Gao Zekun, Jiang Yutong, He Junyu, Wu Jiaping, Xu Jian, Christakos George
Ocean College, Zhejiang University, Zhoushan, 316021 China.
Department of Geography, San Diego State University, San Diego, CA 92182 USA.
Model Earth Syst Environ. 2022;8(2):2525-2538. doi: 10.1007/s40808-021-01244-y. Epub 2021 Jul 28.
Since the COVID-19 outbreak, four cities-Wuhan, Beijing, Urumqi and Dalian-have experienced the process from outbreak to stabilization. According to the China Statistical Yearbook and China Center for Disease Control records, regional, pathological, medical and response attributes were selected as regional vulnerability factors of infectious diseases. Then the Analytic Hierarchy Process (AHP) method was used to build a regional vulnerability index model for the infectious disease. The influence of the COVID-19 outbreak at a certain place was assessed computationally in terms of the number of days of epidemic duration and cumulative number of infections, and then fitted to the city data. The resulting correlation coefficient was 0.999952. The range of the regional vulnerability index for COVID-19 virus was from 0.0513 to 0.9379. The vulnerability indexes of Wuhan, Urumqi, Beijing and Dalian were 0.8733, 0.1951, 0.1566 and 0.1119, respectively. The lack of understanding of the virus became the biggest breakthrough point for the rapid spread of the virus in Wuhan. Due to inadequate prevention and control measures, the city of Urumqi was unable to trace the source of infection and close contacts, resulting in a relatively large impact. Beijing has both high population density and migration rate, which imply that the disease outbreak in this city had a great impact. Dalian has perfect prevention and good regional attributes. In addition, the regional vulnerability index model was used to analyze other Chinese cities. Accordingly, the regional vulnerability index and the prevention and control suggestions for them were discussed.

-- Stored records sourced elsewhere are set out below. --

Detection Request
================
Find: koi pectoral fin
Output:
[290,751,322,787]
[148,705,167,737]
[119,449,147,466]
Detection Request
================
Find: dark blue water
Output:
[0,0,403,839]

The online version contains supplementary material available at 10.1007/s40808-021-01244-y.
自新冠疫情爆发以来,武汉、北京、乌鲁木齐和大连四个城市经历了从爆发到稳定的过程。根据《中国统计年鉴》和中国疾病预防控制中心的记录,选取地区、病理、医疗和应对属性作为传染病的地区脆弱性因素。然后采用层次分析法(AHP)构建传染病地区脆弱性指数模型。根据疫情持续天数和累计感染数,通过计算评估新冠疫情在某地的影响,然后将其与城市数据进行拟合。得到的相关系数为0.999952。新冠病毒地区脆弱性指数范围为0.0513至0.9379。武汉、乌鲁木齐、北京和大连的脆弱性指数分别为0.8733、0.1951、0.1566和0.1119。对病毒缺乏了解成为病毒在武汉快速传播的最大突破口。由于防控措施不力,乌鲁木齐市无法追踪传染源和密切接触者,造成了较大影响。北京人口密度高且迁移率高,这意味着该市的疫情爆发产生了很大影响。大连具有完善的预防措施和良好的地区属性。此外,利用地区脆弱性指数模型对中国其他城市进行了分析。据此,讨论了这些城市的地区脆弱性指数及防控建议。
网络版包含可在10.1007/s40808-021-01244-y获取的补充材料。